A 120-page monograph cannot replace a complete biography, the best being Jean Edward Smith’s Eisenhower in War and Peace...

When he left office in 1961, historians considered Dwight Eisenhower (1890-1969) a second-rate president. His reputation’s steady rise is not interrupted by this admiring, opinionated account by veteran British journalist and historian Johnson (Mozart, 2013, etc.).

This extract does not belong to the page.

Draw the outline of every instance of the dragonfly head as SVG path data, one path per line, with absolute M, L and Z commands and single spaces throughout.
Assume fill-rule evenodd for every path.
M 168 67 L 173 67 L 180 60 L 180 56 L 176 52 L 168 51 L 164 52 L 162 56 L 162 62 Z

Although he remained in the United States during World War II and spent two decades in the shrunken peacetime Army, Eisenhower’s talents were well-known. Gen. Douglas MacArthur kept him as an aide for nine years, and George Marshall summoned him to Washington a week after Pearl Harbor. Commanding the largest military force in history (20 times the size of MacArthur’s), Eisenhower kept Allied generals focused on the effort against the Nazis, even when they were often fighting among themselves. Victory made him a national hero, and he easily won the 1952 election over Democratic nominee Adlai Stevenson. During the 1950s, the prospect of World War III seemed imminent. Several joint chiefs wanted to get on with it, but Eisenhower kept the military firmly under his thumb. He receives credit for ending the Korean War but little for refusing to strike back at China’s threats to Formosa; his military advisers were raring to go. Despite national panic that followed the Soviet Union’s launch of Sputnik in 1957, Eisenhower quashed efforts to launch crash military programs. John F. Kennedy, a far more aggressive Cold Warrior, spent the 1960 campaign denouncing Eisenhower for underestimating the communist threat. Johnson astutely points out that Eisenhower enjoyed being president since, unlike generals Washington, Jackson and Grant, his best qualities were not those of a warrior but a staff officer: efficiency, administration, economy and flexibility.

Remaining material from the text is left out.